Hasan s’est lui-même rendu deux fois à Gaza pour y pratiquer des opérations chirurgicales, et vient souvent en Israël – son dernier voyage remonte au mois de juillet. Il parle donc avec une réelle expérience de la situation dans la bande de Gaza.
« Il y a beaucoup d’obstacles.

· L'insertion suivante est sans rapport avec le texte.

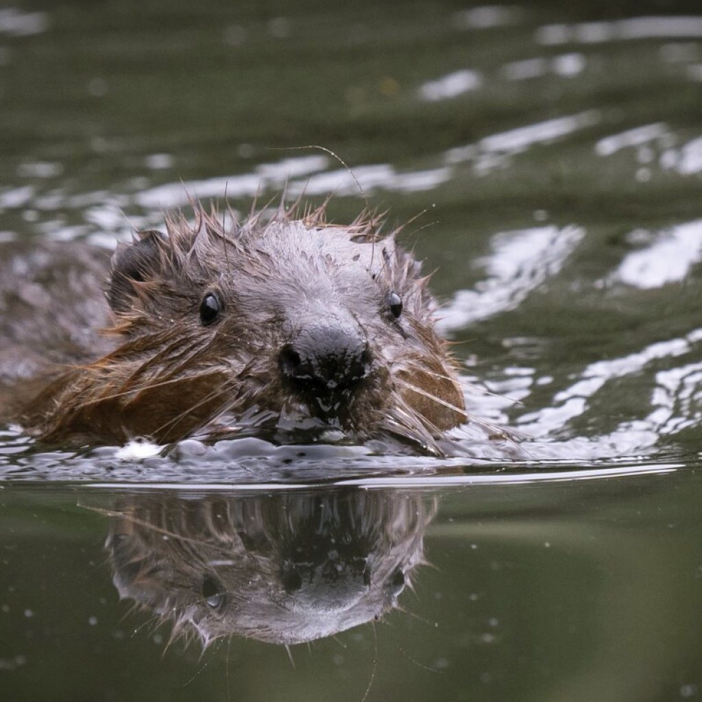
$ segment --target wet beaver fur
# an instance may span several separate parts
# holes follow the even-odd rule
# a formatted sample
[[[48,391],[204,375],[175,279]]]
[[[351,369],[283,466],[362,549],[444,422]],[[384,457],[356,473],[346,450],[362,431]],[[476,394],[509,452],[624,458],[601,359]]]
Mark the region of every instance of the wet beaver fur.
[[[463,396],[397,232],[381,236],[367,214],[329,224],[324,207],[231,224],[199,205],[194,215],[118,247],[110,309],[95,314],[107,337],[95,359],[44,380],[15,418],[27,431],[121,444],[333,429],[443,452]]]

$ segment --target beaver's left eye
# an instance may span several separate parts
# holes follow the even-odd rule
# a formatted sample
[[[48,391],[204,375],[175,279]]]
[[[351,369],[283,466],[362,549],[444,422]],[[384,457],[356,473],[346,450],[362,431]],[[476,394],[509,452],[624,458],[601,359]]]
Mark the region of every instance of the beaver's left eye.
[[[402,314],[402,298],[397,293],[390,293],[388,296],[388,306],[396,319]]]
[[[200,322],[206,326],[211,324],[222,311],[222,304],[216,295],[208,293],[200,303]]]

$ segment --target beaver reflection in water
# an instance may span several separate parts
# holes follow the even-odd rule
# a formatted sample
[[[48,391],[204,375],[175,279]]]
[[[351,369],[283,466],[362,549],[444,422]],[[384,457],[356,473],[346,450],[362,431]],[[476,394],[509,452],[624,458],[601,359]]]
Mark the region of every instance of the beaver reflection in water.
[[[419,263],[377,224],[281,208],[230,227],[196,206],[194,225],[139,233],[112,257],[112,345],[64,366],[20,423],[55,443],[331,428],[442,453],[463,393]]]
[[[171,639],[296,644],[398,606],[436,504],[395,490],[120,498],[105,548],[121,599]]]

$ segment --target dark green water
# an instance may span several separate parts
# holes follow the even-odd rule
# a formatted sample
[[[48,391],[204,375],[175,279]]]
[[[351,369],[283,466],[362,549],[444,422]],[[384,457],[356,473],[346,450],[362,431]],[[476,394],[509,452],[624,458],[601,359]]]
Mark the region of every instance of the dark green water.
[[[352,218],[305,145],[426,211],[470,411],[531,438],[138,459],[5,428],[0,699],[699,698],[698,3],[0,8],[3,240],[286,182]],[[232,635],[164,654],[154,609]]]

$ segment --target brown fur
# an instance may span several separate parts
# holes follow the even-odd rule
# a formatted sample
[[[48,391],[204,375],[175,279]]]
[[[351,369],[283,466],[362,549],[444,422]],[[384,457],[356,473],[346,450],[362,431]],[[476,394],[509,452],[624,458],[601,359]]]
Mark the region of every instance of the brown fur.
[[[225,228],[196,206],[194,226],[182,215],[166,224],[167,237],[140,234],[150,238],[139,274],[121,263],[138,249],[113,258],[114,350],[48,384],[22,413],[29,430],[57,443],[169,442],[235,435],[242,423],[312,426],[442,452],[437,439],[465,420],[463,394],[434,331],[427,279],[396,232],[381,237],[371,216],[328,224],[324,208],[281,208]],[[206,326],[199,309],[208,292],[224,309]],[[397,319],[387,306],[392,292],[404,305]],[[371,359],[333,411],[289,387],[279,367],[286,340],[326,319],[357,325]]]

L’un d’entre eux est le pillage des livraisons, ainsi que leur sécurité », a-t-il indiqué. « À l’entrée dans la bande de Gaza, une fois le poste-frontière de Kerem Shalom passé, c’est l’anarchie totale. J’ai encore pu le constater lorsque j’étais là-bas en avril. »
Il y a beaucoup d’obstacles. L’un d’entre eux est le pillage des livraisons, ainsi que leur sécurité. Une fois Kerem Shalom passé, c’est l’anarchie totale.
« Dès que nous aurons satisfait aux besoins des hôpitaux, nous nous occuperons de la population », a-t-il déclaré. « Les besoins sont immenses. Les frontières sont ouvertes, les camions arrivent, mais la distribution est inégale. Certains ont facilement accès à l’aide, d’autres sont isolés dans des poches, comme des îles dans un océan. Et ce sont ces personnes que nous essayons d’atteindre par tous les moyens possibles. »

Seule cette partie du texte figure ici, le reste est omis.